Andrew has not yet given an answer to the offer, but with King Charles ending his annual £249,000 grant in April, it has become abundantly clear that he can no longer afford to live in Royal Lodge without the additional funding from the £652.8m Duchy of Lancaster Fund, also known as the Privy Purse.
Though The Duke of York pays just £250-a-week rent for the £30m mansion, maintenance and running costs of the 30-room, 98-acre property are his responsibility and come close to £400,000 per year. Since moving in 19 years ago, he has had to spend over £7.5m on essential renovations alone.
“He has until autumn to leave but is resisting,” adds an insider, who confirms that it was Charles who personally offered Frogmore to his brother. The King is also reportedly covering the cost of private, unarmed security for Andrew, estimated to be close to £3m a year.
It’s not the first time the future of Frogmore Cottage has been discussed without Harry present.
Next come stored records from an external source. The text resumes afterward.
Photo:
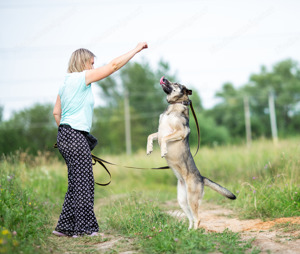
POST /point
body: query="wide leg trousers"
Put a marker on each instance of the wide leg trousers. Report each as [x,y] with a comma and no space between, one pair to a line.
[77,216]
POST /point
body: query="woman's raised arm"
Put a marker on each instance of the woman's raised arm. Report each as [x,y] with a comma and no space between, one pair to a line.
[97,74]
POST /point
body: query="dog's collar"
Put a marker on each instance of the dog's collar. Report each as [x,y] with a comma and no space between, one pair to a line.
[185,103]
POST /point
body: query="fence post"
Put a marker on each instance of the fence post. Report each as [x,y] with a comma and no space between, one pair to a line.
[247,120]
[127,122]
[273,117]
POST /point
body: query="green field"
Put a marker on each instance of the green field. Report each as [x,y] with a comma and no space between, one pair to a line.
[264,177]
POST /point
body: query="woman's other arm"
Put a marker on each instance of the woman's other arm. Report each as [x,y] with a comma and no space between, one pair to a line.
[57,111]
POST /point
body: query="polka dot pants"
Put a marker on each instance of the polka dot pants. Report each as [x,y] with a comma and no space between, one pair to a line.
[77,216]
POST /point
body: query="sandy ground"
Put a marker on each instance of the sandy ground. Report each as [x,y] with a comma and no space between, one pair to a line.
[268,237]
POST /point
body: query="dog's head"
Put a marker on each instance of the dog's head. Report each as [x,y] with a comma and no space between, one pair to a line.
[175,92]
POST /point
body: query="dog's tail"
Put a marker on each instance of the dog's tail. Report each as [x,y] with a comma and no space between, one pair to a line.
[218,188]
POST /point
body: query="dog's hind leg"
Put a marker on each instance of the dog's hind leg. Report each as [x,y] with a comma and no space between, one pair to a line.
[182,200]
[150,142]
[194,197]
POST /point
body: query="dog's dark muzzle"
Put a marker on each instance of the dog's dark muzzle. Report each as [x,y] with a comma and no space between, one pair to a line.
[165,84]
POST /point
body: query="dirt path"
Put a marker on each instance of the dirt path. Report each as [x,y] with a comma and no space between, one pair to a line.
[270,236]
[277,236]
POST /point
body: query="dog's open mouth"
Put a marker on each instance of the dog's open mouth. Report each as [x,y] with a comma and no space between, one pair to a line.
[165,84]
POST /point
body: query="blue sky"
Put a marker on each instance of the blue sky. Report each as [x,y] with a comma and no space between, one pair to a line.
[207,42]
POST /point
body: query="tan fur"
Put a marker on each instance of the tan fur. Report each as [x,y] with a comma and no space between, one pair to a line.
[172,136]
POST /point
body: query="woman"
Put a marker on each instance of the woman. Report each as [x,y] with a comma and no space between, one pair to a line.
[73,112]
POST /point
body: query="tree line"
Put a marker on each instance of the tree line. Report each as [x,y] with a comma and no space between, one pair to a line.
[33,129]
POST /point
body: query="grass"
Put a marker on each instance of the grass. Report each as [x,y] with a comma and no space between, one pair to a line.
[264,177]
[137,217]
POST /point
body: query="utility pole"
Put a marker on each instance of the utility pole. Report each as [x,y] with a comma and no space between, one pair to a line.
[247,121]
[127,122]
[273,117]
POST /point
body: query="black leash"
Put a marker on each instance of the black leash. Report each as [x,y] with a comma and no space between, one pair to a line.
[101,161]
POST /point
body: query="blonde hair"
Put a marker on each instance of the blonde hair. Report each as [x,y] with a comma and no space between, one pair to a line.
[78,60]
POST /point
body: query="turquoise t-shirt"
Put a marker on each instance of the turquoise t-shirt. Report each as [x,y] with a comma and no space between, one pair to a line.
[77,102]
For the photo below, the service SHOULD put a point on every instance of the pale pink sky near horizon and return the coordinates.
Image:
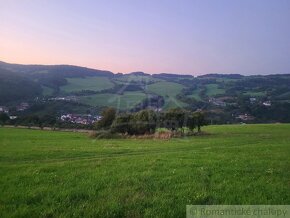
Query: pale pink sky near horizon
(167, 36)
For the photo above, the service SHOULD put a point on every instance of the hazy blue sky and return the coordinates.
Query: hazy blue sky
(180, 36)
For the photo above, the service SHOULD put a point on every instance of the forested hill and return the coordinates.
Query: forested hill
(223, 96)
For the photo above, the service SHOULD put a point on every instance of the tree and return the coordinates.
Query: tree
(3, 118)
(108, 116)
(122, 124)
(144, 122)
(199, 119)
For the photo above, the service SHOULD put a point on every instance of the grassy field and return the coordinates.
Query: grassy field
(168, 90)
(58, 174)
(213, 89)
(46, 91)
(88, 83)
(126, 101)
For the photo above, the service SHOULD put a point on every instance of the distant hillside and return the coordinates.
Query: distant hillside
(56, 70)
(224, 96)
(15, 87)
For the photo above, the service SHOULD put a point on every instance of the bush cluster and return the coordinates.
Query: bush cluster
(147, 121)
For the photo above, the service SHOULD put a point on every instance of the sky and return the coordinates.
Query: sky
(154, 36)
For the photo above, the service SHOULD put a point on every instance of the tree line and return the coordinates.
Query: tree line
(147, 121)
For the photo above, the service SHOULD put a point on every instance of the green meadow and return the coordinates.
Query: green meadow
(168, 90)
(66, 174)
(125, 101)
(87, 83)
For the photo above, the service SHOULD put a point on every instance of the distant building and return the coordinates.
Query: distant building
(267, 103)
(22, 107)
(4, 109)
(84, 119)
(253, 100)
(66, 98)
(217, 102)
(245, 117)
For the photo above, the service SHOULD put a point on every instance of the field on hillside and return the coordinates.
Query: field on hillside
(88, 83)
(58, 174)
(125, 101)
(168, 90)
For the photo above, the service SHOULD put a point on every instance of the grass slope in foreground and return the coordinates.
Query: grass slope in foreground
(53, 174)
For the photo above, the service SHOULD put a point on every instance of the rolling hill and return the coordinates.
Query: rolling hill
(223, 96)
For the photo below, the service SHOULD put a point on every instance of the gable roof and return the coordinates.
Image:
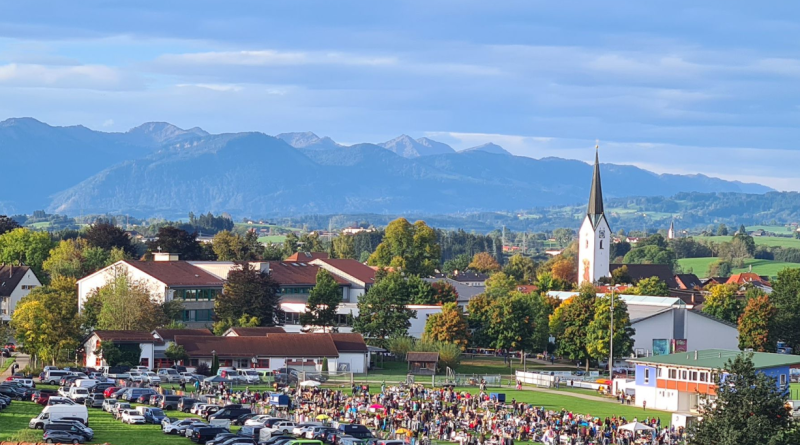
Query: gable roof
(272, 345)
(307, 256)
(10, 276)
(349, 342)
(255, 332)
(639, 271)
(353, 268)
(296, 273)
(717, 358)
(177, 273)
(126, 336)
(169, 334)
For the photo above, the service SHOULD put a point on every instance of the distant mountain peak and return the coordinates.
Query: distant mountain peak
(488, 148)
(407, 147)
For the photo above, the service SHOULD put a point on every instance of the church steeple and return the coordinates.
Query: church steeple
(595, 208)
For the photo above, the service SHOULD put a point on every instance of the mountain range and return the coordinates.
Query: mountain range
(158, 169)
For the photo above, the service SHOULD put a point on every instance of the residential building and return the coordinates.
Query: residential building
(675, 382)
(15, 283)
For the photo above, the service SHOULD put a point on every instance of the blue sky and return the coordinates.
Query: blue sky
(679, 87)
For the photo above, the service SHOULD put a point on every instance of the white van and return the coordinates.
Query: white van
(57, 412)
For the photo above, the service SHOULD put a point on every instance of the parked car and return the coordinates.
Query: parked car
(203, 435)
(58, 436)
(169, 402)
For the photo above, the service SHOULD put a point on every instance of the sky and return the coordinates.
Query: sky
(674, 87)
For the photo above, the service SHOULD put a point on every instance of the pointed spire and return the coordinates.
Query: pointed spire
(596, 196)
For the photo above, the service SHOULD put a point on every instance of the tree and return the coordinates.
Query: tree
(44, 321)
(106, 236)
(598, 331)
(484, 263)
(127, 305)
(749, 409)
(383, 311)
(176, 353)
(653, 287)
(722, 303)
(24, 246)
(412, 248)
(174, 240)
(621, 275)
(756, 325)
(248, 291)
(444, 292)
(569, 322)
(7, 224)
(460, 262)
(449, 326)
(323, 301)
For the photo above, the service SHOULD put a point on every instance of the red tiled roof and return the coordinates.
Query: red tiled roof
(169, 334)
(295, 273)
(307, 256)
(176, 273)
(126, 336)
(349, 342)
(258, 332)
(353, 268)
(272, 345)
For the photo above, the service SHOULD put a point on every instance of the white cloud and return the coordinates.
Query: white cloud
(95, 77)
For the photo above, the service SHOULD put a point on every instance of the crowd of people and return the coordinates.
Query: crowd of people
(419, 415)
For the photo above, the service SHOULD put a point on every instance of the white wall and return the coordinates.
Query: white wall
(11, 303)
(87, 285)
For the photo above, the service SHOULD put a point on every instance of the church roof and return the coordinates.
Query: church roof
(595, 208)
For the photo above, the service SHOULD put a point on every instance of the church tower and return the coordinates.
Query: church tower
(595, 235)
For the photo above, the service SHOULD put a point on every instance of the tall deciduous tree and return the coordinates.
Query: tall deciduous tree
(756, 329)
(127, 305)
(383, 311)
(749, 409)
(599, 330)
(569, 322)
(248, 291)
(24, 246)
(174, 240)
(323, 301)
(107, 236)
(412, 248)
(485, 263)
(723, 304)
(449, 326)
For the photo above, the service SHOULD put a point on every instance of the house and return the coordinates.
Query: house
(15, 283)
(167, 279)
(269, 352)
(165, 338)
(675, 382)
(141, 341)
(253, 332)
(660, 320)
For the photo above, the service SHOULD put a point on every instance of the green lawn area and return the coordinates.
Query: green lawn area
(272, 239)
(762, 267)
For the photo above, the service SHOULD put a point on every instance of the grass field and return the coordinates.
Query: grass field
(771, 241)
(699, 266)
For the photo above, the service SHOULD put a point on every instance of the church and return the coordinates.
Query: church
(595, 237)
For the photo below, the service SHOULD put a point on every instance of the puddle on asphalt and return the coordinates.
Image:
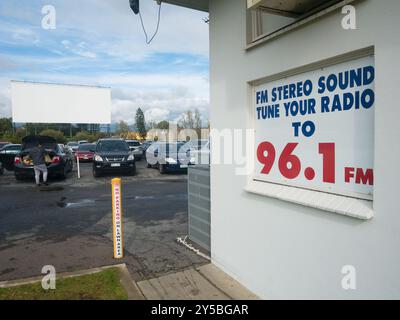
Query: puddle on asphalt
(51, 188)
(78, 204)
(62, 203)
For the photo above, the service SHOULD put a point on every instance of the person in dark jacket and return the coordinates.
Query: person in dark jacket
(37, 154)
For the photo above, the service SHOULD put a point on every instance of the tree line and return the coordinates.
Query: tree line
(91, 132)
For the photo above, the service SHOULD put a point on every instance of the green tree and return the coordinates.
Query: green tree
(5, 126)
(163, 125)
(140, 123)
(190, 120)
(58, 135)
(122, 128)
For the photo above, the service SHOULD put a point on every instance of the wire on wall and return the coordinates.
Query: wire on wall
(148, 41)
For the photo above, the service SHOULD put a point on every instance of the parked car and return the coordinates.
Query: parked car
(3, 143)
(73, 146)
(59, 161)
(200, 151)
(136, 148)
(168, 156)
(85, 152)
(7, 155)
(113, 155)
(145, 146)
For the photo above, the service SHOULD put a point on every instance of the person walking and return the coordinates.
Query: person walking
(37, 154)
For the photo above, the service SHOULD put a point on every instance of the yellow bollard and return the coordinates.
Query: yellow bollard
(117, 218)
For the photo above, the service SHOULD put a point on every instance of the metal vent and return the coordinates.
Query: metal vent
(289, 7)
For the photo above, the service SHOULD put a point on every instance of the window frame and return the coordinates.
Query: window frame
(253, 25)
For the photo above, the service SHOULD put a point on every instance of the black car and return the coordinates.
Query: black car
(168, 156)
(59, 161)
(7, 155)
(145, 146)
(113, 155)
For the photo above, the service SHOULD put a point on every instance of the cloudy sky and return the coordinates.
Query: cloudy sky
(101, 42)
Last summer, the Prince William briefly had his eyes on his brother’s seven-bedroom home before choosing the nearby Adelaide Cottage for his family. A source said William “had questions” about whether Harry and Meghan’s home could be an option. “The optics would have been terrible though,” they added. A Kensington Palace spokesperson has been contacted for comment.
Over the past six months, several meetings about the future of a number of royal properties have taken place between Charles, William and keeper of the Privy Purse Sir Michael Stevens – a long-serving senior aide who will have played a considerable role in the decision on the Sussexes’ Windsor residence.
At the time of starting renovations in 2018, both Harry and Meghan saw Frogmore as a “forever home”. It was a property that a member of their Palace team once dubbed to me as “the little house that could” because of the dire state it was in when they first viewed it.
Prior to getting the keys, the cottage had spent more than 90 years split into five separate units for estate workers. “It was really tatty but they did so much to turn it back into a proper home, so many personal touches and so much of it on a tight budget,” a friend said at the time.
Adds a source, “This is not just some random rental they keep for convenience. Every drawer is full, every closet is packed… It’s a real family home.”
Now, as they start arranging for items to be shipped over to the US, the Sussexes’ last remaining high security space in Britain is just weeks away from being handed to someone else. To the couple’s friends and former royal security personnel who have been privy to the volume of threats received by the couple over the years, especially Meghan, the news will no doubt be worrying.
In November, former head of counter-terrorism policing in England Neil Basu confirmed just how many of those threats came from British-based far-right extremists during his tenure. "If you'd seen the stuff that was written and you were receiving it, the kind of rhetoric that's online, if you don't know what I know, you would feel under threat all of the time," he said. “We had teams investigating it. People have been prosecuted for those threats.”
Last year a legal representative for Prince Harry detailed why sufficient security was so important to the royal. “Prince Harry inherited a security risk at birth, for life. He remains sixth in line to the throne, served two tours of combat duty in Afghanistan, and in recent years his family has been subjected to well-documented, neo-Nazi and extremist threats,” the statement said. “While his role within the institution has changed, his profile as a member of the Royal Family has not. Nor has the threat to him and his family.”
That troubling point, it seems, appears to have gone completely over King Charles’s head.